In his book Vital Circuits: On Pumps, Pipes, and the Workings of Circulatory Systems, Steven Vogel explains the physiological significance of the Law of Laplace, particularly for blood vessels.
The wall of the aorta of a dog is about 0.6 millimeters thick, while the wall of the artery leading to the head is only half that. Pressure differences across the wall are the same…, but the aorta has an internal diameter three times as great. The bigger vessel simply needs a thicker wall. An arteriole is 100 times skinnier yet; it wall is fifteen times thinner than that of the artery going to the head. A capillary is eight times still skinnier, with walls another twenty times thinner… A general rule that wall thickness is proportional to vessel diameter is clearly evident, just the relationship expected from Laplace’s law.

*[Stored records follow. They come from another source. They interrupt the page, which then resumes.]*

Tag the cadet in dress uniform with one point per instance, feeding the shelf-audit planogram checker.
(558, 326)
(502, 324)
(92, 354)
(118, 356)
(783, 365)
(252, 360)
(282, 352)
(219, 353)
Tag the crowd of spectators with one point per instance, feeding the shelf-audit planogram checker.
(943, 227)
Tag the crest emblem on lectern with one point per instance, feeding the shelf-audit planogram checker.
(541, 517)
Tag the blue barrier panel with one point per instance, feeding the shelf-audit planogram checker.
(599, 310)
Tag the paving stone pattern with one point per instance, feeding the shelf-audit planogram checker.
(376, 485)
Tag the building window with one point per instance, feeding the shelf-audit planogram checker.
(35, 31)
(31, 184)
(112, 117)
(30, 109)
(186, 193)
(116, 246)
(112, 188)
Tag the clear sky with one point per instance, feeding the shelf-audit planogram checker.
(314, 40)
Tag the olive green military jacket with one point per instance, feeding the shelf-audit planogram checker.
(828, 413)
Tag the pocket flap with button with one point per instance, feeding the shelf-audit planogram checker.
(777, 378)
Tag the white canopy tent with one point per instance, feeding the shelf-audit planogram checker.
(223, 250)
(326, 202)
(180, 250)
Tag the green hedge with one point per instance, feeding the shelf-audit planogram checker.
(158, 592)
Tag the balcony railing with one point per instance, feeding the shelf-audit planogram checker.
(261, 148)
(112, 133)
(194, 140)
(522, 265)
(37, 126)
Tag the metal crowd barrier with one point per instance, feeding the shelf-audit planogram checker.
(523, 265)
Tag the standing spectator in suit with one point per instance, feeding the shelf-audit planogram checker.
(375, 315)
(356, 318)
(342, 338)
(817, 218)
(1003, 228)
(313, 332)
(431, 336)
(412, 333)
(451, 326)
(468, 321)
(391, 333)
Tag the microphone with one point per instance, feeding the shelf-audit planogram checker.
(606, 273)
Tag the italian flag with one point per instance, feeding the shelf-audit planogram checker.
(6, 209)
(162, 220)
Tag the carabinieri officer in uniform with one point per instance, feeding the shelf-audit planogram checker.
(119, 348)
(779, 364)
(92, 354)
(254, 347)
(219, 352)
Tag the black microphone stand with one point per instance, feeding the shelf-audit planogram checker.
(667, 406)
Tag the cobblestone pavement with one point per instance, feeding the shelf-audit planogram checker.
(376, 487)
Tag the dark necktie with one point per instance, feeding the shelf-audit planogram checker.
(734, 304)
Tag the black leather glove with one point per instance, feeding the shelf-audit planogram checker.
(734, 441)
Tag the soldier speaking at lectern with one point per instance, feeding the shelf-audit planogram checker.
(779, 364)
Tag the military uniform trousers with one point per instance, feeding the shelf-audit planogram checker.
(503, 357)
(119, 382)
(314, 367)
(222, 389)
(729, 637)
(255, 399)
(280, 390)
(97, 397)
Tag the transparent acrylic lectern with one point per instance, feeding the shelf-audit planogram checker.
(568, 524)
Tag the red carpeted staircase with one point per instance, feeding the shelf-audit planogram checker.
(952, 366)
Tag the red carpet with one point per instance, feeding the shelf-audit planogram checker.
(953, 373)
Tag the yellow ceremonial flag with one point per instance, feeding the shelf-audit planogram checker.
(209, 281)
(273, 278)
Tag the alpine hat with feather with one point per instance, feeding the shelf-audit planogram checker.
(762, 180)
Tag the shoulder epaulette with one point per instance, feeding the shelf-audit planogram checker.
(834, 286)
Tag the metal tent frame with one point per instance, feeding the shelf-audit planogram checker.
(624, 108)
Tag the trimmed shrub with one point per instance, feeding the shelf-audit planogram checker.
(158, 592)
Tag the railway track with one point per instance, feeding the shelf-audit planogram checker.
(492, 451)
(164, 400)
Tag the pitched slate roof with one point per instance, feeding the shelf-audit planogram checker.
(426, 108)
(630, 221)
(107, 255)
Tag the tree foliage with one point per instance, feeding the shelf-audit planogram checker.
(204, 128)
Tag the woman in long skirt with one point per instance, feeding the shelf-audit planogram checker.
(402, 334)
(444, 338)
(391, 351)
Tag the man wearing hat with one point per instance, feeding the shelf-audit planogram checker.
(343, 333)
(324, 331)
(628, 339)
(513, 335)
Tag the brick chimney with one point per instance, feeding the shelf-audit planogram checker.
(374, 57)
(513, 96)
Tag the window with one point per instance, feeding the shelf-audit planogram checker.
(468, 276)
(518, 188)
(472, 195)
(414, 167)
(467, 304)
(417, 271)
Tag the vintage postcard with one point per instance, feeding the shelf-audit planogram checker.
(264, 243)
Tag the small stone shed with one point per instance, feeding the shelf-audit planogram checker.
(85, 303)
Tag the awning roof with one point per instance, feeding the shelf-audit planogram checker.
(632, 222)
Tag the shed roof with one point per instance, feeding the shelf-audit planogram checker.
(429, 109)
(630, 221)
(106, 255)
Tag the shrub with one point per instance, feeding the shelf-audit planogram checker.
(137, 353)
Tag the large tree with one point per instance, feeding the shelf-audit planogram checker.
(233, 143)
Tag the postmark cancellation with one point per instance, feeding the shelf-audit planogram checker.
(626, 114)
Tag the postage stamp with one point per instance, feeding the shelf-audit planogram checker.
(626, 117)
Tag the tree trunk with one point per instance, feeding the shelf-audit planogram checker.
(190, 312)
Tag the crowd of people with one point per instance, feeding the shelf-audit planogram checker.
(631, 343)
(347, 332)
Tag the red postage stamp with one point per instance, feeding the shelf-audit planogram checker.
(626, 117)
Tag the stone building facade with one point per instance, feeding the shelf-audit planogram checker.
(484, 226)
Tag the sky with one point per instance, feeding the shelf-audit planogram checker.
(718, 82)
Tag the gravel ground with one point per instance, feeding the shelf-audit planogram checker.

In our Homework Problem 18, Russ and I write that “Sometimes a patient will have an aneurysm in which a portion of an artery will balloon out and possibly rupture. Comment on this phenomenon in light of the R dependence of the force per unit length.” The answer (spoiler alert) is explained by Vogel. He first examines what happens when inflating a balloon.
About the same pressure is needed throughout the inflation, except for an extra bit to get started and (if you persist) another extra bit just before the final explosion… Pressure gets more effective in generating tension—stretch—as the balloon gets bigger [p = f/R], automatically providing the extra force needed as the rubber is expanded.
What is the implication for an aneurysm?
Pressure, we noted, is more effective in generating tension in the walls of a big cylinder than in those of a small cylinder. Blow into a cylindrical balloon, and one part of the balloon will inflate almost fully before the remainder expands. Pressure inside at any instant is the same everywhere, but the responsive stretching is curiously irregular…any part partially inflated is easier to inflate further than any part not yet inflated at all.
Thus, the law of Laplace provides insight into aneurysms: just think of a bulge that develops when inflating a cylindrical balloon. Now the question can be turned on its head: why don’t all cylindrical vessels immediately develop aneurysms as soon as pressure is applied? In other words, why are we not all dead, killed by the Law of Laplace? Vogel addresses this point too. “The primary question isn’t why aneurysms sometimes occur, but why they don’t normally happen…Why an arterial wall...behaves in a much friendlier manner.”

Vogel’s answer is that arteries “should surely stretch strangely” (I love the alliteration). The walls of an artery as designed such that
a disproportionate force is needed for each incremental bit of stretch—the thing gets stiffer as it stretches further…As the vessels expand, pressure inside is increasingly effective at generating tension in their walls—that’s the unavoidable consequence of Laplace’s law. But that tension, the stress in the walls, is decreasingly effective in causing the walls to stretch. It all comes down to that curved, J-shaped line on the stress-strain graph, which means no aneurysm.
Thank goodness nature found a way to avoid the aneurysms predicted by the Law of Laplace!

There are many more biomedical applications of the Law of Laplace. In a review article, Jeffrey Basford describes the “Law of Laplace and Its Relevance to Contemporary Medicine and Rehabilitation” (Archives of Physical Medidine and Rehabilitation, Volume 83, Pages 1165–1170, 2002). Basford considers many examples, including bladder function, compressive wraps to treat peripheral edema, the choice of where in the uterus to perform a Cesarean section. That is a lot of insight from one simple law relating pressure, radius and wall tension.